Daniel Nemukuyu Senior Reporter
VICE President Phelekezela Mphoko, by operation of law, became Acting President following the resignation of former President Robert Gabriel Mugabe, but the ruling Zanu-PF has a right to nominate its next substantive leader within 90 days from the day of resignation, legal experts have said. In an interview, Advocate Thabani Mpofu said VP Mphoko was now the Acting President, but Zanu-PF, being the ruling party, must now nominate a substantive successor to Cde Mugabe.
“From here the process is governed by paragraph 14 of the Sixth Schedule. VP Mphoko is as of now the Acting President. Zanu-PF must now nominate a replacement and advise the Speaker accordingly. “The replacement assumes office upon being sworn in by the Chief Justice or the most senior judge available,” said Adv Mpofu.
University of Zimbabwe law lecturer Professor Lovemore Madhuku said Zanu-PF could nominate its replacement and advise the Speaker minutes after the resignation. “Zanu-PF, being the party of the former President, has the right to nominate a successor within 90 days. They can do it any time, even now or within minutes if they are ready.
“VP Mphoko can only act as President for minutes if Zanu-PF is ready with its nominee,” said Prof Madhuku. Prof Madhuku said the nominated successor would be substantive President up to the end of his or her predecessor’s term, which expires in August 2018. He said VP Mphoko should work with the former President’s Cabinet, but the new substantive leader can appoint new ministers.

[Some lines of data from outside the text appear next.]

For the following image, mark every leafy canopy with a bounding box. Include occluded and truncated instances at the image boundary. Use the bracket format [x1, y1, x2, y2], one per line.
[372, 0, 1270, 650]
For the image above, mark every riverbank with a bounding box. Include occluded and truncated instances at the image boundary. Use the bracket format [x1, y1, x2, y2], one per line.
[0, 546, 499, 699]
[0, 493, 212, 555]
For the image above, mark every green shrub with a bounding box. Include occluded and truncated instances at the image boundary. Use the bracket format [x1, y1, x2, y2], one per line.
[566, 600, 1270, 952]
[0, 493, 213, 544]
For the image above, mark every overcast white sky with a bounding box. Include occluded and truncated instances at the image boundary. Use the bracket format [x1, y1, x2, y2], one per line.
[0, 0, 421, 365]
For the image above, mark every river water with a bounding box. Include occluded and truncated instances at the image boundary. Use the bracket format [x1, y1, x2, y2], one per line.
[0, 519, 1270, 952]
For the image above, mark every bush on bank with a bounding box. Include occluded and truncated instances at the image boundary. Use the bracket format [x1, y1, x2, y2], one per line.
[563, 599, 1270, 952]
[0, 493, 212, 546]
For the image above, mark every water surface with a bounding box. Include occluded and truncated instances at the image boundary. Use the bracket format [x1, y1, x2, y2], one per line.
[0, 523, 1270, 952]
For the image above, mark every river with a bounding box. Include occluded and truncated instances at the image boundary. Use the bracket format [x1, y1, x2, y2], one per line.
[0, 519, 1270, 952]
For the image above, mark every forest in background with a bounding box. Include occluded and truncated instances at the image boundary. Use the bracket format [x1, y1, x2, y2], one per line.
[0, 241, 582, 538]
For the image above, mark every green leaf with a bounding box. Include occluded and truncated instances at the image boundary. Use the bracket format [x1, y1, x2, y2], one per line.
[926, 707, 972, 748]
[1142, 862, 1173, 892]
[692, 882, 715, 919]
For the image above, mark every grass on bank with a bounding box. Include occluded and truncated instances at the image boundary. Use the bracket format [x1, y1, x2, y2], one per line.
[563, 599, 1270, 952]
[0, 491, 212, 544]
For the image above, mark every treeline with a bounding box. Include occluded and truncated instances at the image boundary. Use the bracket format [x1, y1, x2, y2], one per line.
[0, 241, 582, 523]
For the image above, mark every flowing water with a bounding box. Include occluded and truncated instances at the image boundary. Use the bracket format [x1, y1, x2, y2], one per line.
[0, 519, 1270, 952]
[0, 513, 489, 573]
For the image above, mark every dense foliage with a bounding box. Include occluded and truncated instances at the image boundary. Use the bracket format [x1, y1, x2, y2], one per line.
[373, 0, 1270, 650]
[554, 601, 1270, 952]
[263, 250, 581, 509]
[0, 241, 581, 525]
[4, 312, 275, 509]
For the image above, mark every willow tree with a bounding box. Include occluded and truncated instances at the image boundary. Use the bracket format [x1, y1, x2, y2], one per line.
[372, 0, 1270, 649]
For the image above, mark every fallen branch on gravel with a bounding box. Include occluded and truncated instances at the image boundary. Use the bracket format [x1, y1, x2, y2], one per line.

“In terms of the law, VP Mphoko, in his capacity as Acting President, will continue working with the Cabinet ministers left behind by the former President until the appointment of a substantive leader. The new substantive leader will appoint a new Cabinet,” said Prof Madhuku.
Another expert, Mr Tendai Toto, said it was in the interest of Zimbabweans to agree on a Government of National Unity. “It will be up to the political players to allow talks to form a Government of National Unity and agree not to hold elections for a period of up to five years until electoral reforms are done. It is in the interests of the people of Zimbabwe to ensure that a transitional Government is put in place and life goes on,” said Mr Toto.